19.03.2015 - Changed the label names from "columns" to "planes" to make the explanation of the cube more clear. Nothing else was done so the previous version is just as good, but with different labels of the planes.
10.02.2016 - Added several pre made patterns as "Patterns.zip". Here you will find some fun patterns and one extensive one that you can just open and run right away on your LED cube.
19.12.2019 - Moved the download to website.
Step 2: Building the LED Cube
This is not a instructable on how to build your LED cube, but I will explain how I did it and how this way is really simple. There are 3 pictures above that shows the soldering of the cube and how to wire everything up to the Arduino. Hopefully the Arduino drawing will be helpful.
- 1x Arduino Uno board
- 64x blue LED
- 1x Prototype board to mount everything on
- 4x 2n2222a transistors
- 16x ~ 95ohm resistors
- 4x ~1000 ohm resistors
Wires for easy plug and unplug.
I used the Arduino Uno board for my build, it has 20 digital I/O pins in total. This is exactly enough to wire up the cube directly from the Arduino, which was the reason I did it. Because this is only my prototype before making the 8x8x8 cube, I wanted to make it as simple as possible.
The Arduino's digital pins can output 5V and 20mA. The 4x4x4 cube is a total of 64 LEDs. The way it's wired it needs 16 digital outs for the Anodes and 4 digital outs for the Cathodes. The wiring will be explained in a picture above and in the text below.

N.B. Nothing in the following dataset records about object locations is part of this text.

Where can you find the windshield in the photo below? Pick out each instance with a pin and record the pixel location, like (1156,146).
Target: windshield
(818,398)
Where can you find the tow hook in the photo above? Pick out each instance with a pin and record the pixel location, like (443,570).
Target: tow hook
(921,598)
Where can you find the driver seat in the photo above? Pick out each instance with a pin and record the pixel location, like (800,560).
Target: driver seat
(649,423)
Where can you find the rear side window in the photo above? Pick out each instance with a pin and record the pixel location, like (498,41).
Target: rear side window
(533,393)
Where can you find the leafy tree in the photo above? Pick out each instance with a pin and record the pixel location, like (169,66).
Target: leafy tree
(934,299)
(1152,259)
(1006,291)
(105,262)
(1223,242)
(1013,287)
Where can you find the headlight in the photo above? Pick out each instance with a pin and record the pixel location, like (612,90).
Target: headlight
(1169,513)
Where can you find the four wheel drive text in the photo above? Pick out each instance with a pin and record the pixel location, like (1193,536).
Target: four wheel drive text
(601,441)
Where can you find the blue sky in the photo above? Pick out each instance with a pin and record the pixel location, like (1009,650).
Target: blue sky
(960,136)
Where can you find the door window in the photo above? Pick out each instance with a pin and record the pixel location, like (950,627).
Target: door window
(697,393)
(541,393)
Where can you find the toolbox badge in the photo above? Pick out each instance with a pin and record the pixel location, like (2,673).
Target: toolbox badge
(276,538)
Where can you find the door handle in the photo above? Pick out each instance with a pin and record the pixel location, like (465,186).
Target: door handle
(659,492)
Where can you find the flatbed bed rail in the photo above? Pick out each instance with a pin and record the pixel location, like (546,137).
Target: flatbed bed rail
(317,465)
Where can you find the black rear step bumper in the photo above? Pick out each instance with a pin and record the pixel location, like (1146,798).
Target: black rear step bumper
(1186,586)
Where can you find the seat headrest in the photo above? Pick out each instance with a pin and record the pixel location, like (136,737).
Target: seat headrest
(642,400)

The LEDs are wired like the picture above which gives us 16 Anodes and 4 Cathodes. Each of the anode and cathode is also marked with a number in the picture. The 16 Anodes will be connected to the digital pins:
"0, 1, 2, 3, 4, 5, 6, 7, 8, 9, 10, 11, 12, 13, A4, A5" in the order they are marked on the picture from 1 - 16. That means anode number 1 in the picture is digital out nr 0 on the arduino etc.
The same goes for the Cathodes where "floor" 1 is A0, "floor" 2 is A1 etc.
"A0, A1, A2, A3".
I used blue LEDs that run on 3.1V and 20mA. Since the Arduino gives out 5V this would destroy my LEDs so you need a resistor between the digital out and the LEDs to convert the 5V to 3.1V and 20mA. This is done by using the formula: (Vs - Vd) / I
Vs = Source voltage = 5V, Vd = Diode Voltage = 3.1V, I = Max current the LEDs can handle = 20mA = 0,02A
Which gives us (5 - 3.1) / 0,02 = 95 ohm.
So we would need to add 16pcs of 95ohm resistors between the digital out and the anodes to keep the LEDs from burning and to make it light up at it's full potential.
For the 4 cathode wires we would need to ground them, but we also need to control when to ground them, so we use transistors. Using transistors enables us to use a +5V digital out from the Arduino to control a transistor that is used as a switch to ground the cathode layers. I used 4 pcs of 2n2222a transistors because they can handle the current and they are fast enough.
There can be maximum 1 layer on at a time which gives us 16 * 20mA = 320mA. This is the amount of current the transistor needs to be able to handle. It is also important to use NPN and not PNP transistors.
The wire from the first floor cathode goes to the collector of the transistor.
The emitter is connected to ground on the Arduino.
And the base of the transistor is connected to a 1kohm resistor and then to the pin A0.
Repeat this for the remaining 3 floors of cathodes.
So to summarize the wiring:
16 digital out's to - 95ohm resistors, from there to the 16 anodes.
4 digital out's to - 1kohm resistors, from there to the base of the transistors.
From the cube's 4 floor cathodes to the transistor "collector".
From the transistor "emitter" to ground on the Arduino.
And that's all there is to it, if you have any questions feel free to comment.